By William Wolf

NEW YORK FILM FESTIVAL 2014--INHERENT VICE  Send This Review to a Friend

Writer-director Paul Thomas Anderson’s “Inherent Vice,” an adaptation of Thomas Pynchon’s novel and a major attraction at the 2014 New York Film Festival, is a sprawling, complicated showpiece likely to be admired by some and leave others unimpressed. It may have most appeal to those who can’t get enough of Joaquin Phoenix, who plays the odd-ball private eye Larry “Doc” Sportello as he makes his way through a 1970 labyrinth of California weirdoes, drugs, bikers, corruption—you name it.

I’ll tell you upfront that I intensely disliked Anderson’s “The Master” and while I found his “There Will Be Blood” visually impressive and energetic, I thought it was shallow. Although “Inherent Vice” is certainly an eyeful, with assorted amusing moments and nutty takes on its strange characters, I don’t think it amounts to very much given all of the pretentiousness that goes along with it.

Also, there are outright annoyances. The narration by Joanna Newson is in a voice that is grating on the ears.
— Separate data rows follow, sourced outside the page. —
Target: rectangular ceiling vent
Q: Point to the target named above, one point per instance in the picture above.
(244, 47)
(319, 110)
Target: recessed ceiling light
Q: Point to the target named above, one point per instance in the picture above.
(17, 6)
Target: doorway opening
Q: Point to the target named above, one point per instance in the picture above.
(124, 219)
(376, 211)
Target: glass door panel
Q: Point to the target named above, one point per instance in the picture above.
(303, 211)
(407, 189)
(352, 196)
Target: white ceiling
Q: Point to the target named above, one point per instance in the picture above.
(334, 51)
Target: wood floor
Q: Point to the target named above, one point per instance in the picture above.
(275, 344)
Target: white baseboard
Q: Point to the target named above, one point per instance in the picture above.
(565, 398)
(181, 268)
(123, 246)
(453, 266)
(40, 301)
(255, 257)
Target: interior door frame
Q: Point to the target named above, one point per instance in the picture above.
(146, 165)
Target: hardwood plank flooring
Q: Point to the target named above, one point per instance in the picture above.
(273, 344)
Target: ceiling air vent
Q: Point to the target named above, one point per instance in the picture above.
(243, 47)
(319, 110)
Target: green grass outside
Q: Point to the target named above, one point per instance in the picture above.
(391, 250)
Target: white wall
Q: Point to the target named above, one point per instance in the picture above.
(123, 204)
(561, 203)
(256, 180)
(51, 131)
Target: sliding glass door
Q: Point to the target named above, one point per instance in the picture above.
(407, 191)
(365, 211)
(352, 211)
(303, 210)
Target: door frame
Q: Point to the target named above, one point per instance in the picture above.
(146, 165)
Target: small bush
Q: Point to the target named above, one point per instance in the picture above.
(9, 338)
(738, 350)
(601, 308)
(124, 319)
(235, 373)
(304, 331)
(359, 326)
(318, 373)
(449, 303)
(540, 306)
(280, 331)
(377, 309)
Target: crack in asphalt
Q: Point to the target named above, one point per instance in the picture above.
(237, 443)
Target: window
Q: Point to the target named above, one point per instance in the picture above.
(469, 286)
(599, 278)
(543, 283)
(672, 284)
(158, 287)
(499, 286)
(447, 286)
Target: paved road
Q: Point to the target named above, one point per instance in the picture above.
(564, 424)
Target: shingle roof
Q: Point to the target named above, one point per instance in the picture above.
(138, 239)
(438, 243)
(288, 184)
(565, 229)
The obligatory femme fatale, Shasta, is played by Katherine Waterston, and her big sex scene with Doc isn’t a turn-on. While running her fingers around a nipple or trying to make sexy use of a leg, she keeps prattling on with insipid dialogue. When Doc finally takes her from the rear, at least it shuts her up for a bit—but not long enough.

The rambling plot involves Shasta informing Doc about the wife of her married boyfriend plotting against her rich cheating husband, Mickey Wolfmann, played by Eric Roberts, who is big in real estate. A constant heavy throughout the film is Josh Brolin as “Bigfoot” Bjornsen, the kind of detective who gives cops a bad name. He’s a nasty piece of work and Doc’s nemesis.

Owen Wilson has a key role as Coy, who is in deep trouble with bad guys and whom Doc feels obligated to save. Others in the large cast include Reese Witherspoon, Martin Short, Jena Malone and Benicio Del Toro. I won’t even attempt to explain more of the meandering plot and the plethora of characters involved. If you are so inclined, you can take the plunge yourself.

What Anderson does succeed in doing is to keep the situations spinning and the film looking good, with the kind of wise-ass humor and action that could hold appeal for audiences who enjoy that sort of thing. Roman Polanski did much better with “Chinatatown,” and so did Robert Altman with “The Long Goodbye.” A Warner Bros. release. Reviewed October 27, 2014.